Somewhere down the line we come to believe - or feel - that drinking brings out the best in us, the fun in us, the true Us in us, .... but that is false.
These sides ARE reflections of Us, but are NOT our truest, best, most beautiful parts.
They just are not.
Sobriety is a time of learning new boundaries. Of learning who is good for you, and who is not so good for you. ..... this friend, Beauty, .... she didn't run, or judge, ... she nurtured me. She ultimately allowed me .... to be my MOST self guarded, ...to be turtle slow in growth, ...to be my most selfish Self in all the right ways while I figured out how I needed to be.
See, ...for me, ...an ultimate people pleaser, ...a boundaries challenged gal ... finding my voice without alcohol was truly challenging. Perhaps my biggest challenge. And I'm still learning.
Learning my voice,... trusting my choices, ...I was a child all over again. It didn't come easily for me. BECAUSE, ...as a child BEFORE,.. I strived to people please. And this NEW child, ...the child of NOW, needed to learn how to BE. Had to learn when too much time together was too much, had to learn what I truly needed from the friends around me. .... hard to put into words really.
Life without alcohol, coupled with meeting new friends through parenthood,.... was ridiculously hard for me. And still is.
But from my earliest memories, I always wanted to please others. I just did.
It was who I was, who I am. And getting to know this, and coming to recognize both the good & bad sides of this piece of me .... IS IMPORTANT.
My dear friend decided she'd grow with me. .....she was up for the ride.
Knowingly or unknowingly she encouraged me, challenged me, she let me BE.
We ARGUED when she told me I wasn't meeting her own parameter of needs.
I had SUCH a hard time hearing that.
... I had SUCH a HARD TIME hearing that, .... and had a hard time finding my own balance of hearing her, & of pushing back, & of stating my own needs (distance) within it. My withdrawn, learning self both needed and wanted her there (in the background) but I wasn't skilled enough @ giving of myself unaided back to her.
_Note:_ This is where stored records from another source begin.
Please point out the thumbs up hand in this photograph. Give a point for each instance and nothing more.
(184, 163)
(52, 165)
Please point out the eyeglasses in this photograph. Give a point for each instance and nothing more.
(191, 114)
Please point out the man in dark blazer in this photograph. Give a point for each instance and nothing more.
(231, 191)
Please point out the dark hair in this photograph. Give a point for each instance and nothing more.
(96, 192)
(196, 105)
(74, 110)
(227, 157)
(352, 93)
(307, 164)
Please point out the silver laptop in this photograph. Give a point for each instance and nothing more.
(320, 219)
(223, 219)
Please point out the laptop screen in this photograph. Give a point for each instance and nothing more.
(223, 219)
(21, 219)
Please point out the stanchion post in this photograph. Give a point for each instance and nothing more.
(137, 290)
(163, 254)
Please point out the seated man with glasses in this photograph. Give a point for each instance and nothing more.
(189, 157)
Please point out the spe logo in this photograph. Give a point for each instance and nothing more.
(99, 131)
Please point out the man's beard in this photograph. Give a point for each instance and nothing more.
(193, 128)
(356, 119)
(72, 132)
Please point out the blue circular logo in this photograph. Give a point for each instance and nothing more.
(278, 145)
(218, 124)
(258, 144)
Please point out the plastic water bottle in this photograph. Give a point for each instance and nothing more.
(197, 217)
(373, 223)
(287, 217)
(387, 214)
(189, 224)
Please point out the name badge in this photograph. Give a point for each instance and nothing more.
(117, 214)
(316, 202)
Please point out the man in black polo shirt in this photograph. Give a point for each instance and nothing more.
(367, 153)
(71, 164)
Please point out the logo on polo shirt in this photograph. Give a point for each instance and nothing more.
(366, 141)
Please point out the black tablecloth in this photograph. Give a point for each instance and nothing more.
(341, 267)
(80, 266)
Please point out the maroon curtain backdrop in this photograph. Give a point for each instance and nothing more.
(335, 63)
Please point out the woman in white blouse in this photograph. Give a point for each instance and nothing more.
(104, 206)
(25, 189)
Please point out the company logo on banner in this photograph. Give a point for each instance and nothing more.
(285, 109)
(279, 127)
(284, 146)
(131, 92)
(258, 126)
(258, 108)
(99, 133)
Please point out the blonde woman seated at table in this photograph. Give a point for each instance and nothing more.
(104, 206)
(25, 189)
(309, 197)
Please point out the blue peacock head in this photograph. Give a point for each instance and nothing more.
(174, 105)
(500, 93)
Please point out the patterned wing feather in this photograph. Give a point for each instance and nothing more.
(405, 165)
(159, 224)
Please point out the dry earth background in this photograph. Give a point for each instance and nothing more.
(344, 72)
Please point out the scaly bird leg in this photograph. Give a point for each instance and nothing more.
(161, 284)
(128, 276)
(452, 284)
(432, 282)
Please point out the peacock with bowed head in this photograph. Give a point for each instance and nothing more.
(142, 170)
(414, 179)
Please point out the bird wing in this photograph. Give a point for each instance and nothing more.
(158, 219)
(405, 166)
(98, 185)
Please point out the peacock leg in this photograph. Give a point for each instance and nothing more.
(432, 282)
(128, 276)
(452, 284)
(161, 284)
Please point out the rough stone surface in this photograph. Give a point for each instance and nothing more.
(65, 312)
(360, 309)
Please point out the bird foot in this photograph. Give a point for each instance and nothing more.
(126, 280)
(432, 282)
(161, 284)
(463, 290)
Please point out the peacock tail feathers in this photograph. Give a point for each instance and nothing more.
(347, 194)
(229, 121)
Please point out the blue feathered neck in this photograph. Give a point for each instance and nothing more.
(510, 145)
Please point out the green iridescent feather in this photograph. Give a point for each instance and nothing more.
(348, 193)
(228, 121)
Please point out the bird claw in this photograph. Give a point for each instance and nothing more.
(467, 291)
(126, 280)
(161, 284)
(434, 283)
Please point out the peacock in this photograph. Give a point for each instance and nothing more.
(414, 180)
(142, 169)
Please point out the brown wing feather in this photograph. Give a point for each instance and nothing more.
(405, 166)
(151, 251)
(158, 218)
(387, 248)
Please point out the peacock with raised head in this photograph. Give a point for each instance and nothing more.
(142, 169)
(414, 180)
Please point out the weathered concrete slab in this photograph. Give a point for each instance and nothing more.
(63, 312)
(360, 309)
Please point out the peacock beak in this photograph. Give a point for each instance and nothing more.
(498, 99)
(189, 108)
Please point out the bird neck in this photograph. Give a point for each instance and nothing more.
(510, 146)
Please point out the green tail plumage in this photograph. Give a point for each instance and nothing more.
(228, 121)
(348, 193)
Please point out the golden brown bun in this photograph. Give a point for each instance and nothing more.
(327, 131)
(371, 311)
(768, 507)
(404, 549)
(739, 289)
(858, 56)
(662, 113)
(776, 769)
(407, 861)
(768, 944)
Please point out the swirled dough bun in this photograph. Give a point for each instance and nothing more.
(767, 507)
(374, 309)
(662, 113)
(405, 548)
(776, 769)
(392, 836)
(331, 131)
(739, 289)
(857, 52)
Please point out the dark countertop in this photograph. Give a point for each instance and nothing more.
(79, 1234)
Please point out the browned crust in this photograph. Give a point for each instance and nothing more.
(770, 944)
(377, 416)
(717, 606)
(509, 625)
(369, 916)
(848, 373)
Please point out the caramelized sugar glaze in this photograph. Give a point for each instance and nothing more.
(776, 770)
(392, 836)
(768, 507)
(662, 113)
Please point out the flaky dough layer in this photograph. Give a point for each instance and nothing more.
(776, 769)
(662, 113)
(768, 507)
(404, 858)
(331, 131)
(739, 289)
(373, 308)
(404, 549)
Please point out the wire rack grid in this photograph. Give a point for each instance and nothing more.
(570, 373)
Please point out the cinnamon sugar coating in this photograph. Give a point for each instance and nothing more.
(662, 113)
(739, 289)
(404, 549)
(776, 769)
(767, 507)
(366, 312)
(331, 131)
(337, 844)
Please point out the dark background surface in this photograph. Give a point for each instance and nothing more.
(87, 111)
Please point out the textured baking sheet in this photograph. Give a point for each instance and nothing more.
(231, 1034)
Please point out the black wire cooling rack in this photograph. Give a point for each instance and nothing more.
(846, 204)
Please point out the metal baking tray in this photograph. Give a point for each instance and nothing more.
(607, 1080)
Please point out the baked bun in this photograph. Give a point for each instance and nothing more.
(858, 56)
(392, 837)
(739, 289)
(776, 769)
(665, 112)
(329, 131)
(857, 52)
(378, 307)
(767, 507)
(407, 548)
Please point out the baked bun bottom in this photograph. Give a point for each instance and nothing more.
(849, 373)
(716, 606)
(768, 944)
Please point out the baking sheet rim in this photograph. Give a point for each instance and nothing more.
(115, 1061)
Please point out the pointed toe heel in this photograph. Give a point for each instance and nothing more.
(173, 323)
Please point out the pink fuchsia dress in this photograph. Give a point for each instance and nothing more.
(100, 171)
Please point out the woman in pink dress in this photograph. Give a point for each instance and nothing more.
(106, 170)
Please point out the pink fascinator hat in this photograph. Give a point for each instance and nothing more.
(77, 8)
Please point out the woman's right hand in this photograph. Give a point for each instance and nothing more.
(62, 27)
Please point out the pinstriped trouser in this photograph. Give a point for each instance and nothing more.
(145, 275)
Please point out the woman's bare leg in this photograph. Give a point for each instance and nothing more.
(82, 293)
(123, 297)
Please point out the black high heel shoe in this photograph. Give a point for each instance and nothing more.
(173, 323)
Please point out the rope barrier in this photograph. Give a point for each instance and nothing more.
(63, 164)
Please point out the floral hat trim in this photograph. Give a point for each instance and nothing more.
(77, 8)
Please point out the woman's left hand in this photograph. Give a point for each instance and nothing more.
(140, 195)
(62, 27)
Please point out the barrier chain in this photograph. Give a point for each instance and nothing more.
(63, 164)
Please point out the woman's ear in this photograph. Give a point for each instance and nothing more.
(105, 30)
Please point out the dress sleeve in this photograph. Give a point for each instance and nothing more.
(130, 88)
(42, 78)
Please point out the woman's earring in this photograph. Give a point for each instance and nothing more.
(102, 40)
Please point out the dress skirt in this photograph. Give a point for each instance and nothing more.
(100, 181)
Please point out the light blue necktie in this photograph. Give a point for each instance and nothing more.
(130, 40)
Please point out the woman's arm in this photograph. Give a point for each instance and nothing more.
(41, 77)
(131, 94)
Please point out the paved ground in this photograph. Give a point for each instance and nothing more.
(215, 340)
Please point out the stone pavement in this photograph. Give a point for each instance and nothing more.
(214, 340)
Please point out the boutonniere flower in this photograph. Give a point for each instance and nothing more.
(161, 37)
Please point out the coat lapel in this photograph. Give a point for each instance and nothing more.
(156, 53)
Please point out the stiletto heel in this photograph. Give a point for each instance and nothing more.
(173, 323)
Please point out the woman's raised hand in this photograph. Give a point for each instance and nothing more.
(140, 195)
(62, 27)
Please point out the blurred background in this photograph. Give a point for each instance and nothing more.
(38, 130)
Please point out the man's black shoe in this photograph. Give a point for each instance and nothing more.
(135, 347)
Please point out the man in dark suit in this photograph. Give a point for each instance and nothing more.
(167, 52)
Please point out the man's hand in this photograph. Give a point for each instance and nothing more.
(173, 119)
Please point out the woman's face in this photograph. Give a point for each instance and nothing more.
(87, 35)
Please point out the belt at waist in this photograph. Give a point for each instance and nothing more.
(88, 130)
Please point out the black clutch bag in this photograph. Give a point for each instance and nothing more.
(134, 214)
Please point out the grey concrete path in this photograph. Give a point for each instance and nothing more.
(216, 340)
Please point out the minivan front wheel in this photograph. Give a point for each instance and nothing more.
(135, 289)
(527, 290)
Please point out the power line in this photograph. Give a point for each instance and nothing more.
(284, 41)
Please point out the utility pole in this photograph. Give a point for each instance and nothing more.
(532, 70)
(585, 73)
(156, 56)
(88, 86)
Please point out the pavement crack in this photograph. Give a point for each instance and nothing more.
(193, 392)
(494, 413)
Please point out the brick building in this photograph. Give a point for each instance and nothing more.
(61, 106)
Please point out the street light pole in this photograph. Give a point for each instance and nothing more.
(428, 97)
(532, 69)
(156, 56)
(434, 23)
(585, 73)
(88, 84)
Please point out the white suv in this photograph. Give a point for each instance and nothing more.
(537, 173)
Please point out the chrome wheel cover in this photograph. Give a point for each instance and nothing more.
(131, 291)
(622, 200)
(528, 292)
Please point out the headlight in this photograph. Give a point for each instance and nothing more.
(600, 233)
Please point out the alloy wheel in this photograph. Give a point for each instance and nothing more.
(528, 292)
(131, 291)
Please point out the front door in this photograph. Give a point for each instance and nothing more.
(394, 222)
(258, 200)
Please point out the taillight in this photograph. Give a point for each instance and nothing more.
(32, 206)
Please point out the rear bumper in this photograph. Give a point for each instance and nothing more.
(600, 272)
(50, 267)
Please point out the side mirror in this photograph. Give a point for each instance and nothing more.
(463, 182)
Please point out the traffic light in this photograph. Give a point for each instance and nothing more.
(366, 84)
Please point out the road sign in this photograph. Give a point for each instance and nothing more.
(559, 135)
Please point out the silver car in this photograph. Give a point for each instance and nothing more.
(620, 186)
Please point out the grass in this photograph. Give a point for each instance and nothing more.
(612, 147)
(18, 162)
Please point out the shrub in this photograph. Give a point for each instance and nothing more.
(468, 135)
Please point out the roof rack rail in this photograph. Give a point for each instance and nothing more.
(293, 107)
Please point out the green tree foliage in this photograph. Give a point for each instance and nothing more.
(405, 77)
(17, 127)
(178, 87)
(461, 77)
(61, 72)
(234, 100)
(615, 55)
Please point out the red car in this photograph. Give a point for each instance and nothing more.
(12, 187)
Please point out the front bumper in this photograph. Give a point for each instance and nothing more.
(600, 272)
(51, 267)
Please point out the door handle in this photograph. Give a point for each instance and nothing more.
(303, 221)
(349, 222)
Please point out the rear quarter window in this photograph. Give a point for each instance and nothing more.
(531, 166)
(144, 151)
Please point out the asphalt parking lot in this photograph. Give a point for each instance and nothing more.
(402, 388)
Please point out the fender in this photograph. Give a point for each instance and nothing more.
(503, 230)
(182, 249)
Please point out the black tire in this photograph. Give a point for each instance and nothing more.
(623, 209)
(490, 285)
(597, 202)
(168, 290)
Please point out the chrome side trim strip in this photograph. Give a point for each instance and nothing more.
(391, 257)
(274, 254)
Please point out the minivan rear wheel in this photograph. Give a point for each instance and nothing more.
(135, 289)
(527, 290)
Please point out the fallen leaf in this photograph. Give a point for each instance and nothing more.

I was having an extremely hard time with this form of intimacy.
She pushed me. gently. enough. though. & was constant.
We waded through. We took step by step .... but, she deserved more.
I realized this after spending time with her. She absolutely deserved more.
She gave me the Grace to BE where I needed to be for years, truly. And she has never gone away. Words can not express the comfort I find in that.
But she does deserve more; and so it's here, realizing this, that I MUST continue to grow. Beyond the comfort she has allowed me.
Beauty, ...see, ..she gave me her presence, without her presence,.. and now I must create the chances to give back to her. We came to know one another through motherhood. We were also growing like children do through the bumps and scrapes and squabbles and beauty of Life. She, a constant through it all.
Finding balance is not often easy, in fact it's pretty damn hard. I've learned that being selfish is Ok, ...with limitation. Something I didn't understand before.
And Beauty, ...she waited while I learned.
It is Ok to have voice, it is Ok to push back, it is Ok to say No.
It is OK. And doesn't have to mean you will forfeit happiness, or a great friendship, .... although, we can not live solitarily and truly become complete. There must be balance.
We need one another like the night needs the dawn.
Constance encouraging us to rise, and to seek, ...constance encouraging us to spring forth, ...to find the light, ...to grow.
Thank you Beauty. I believe I am finally able to uncurl from the bud into the flower to give more. And for your constant dawn, I will forever know you will be there should the new developing buds ever feel scared again.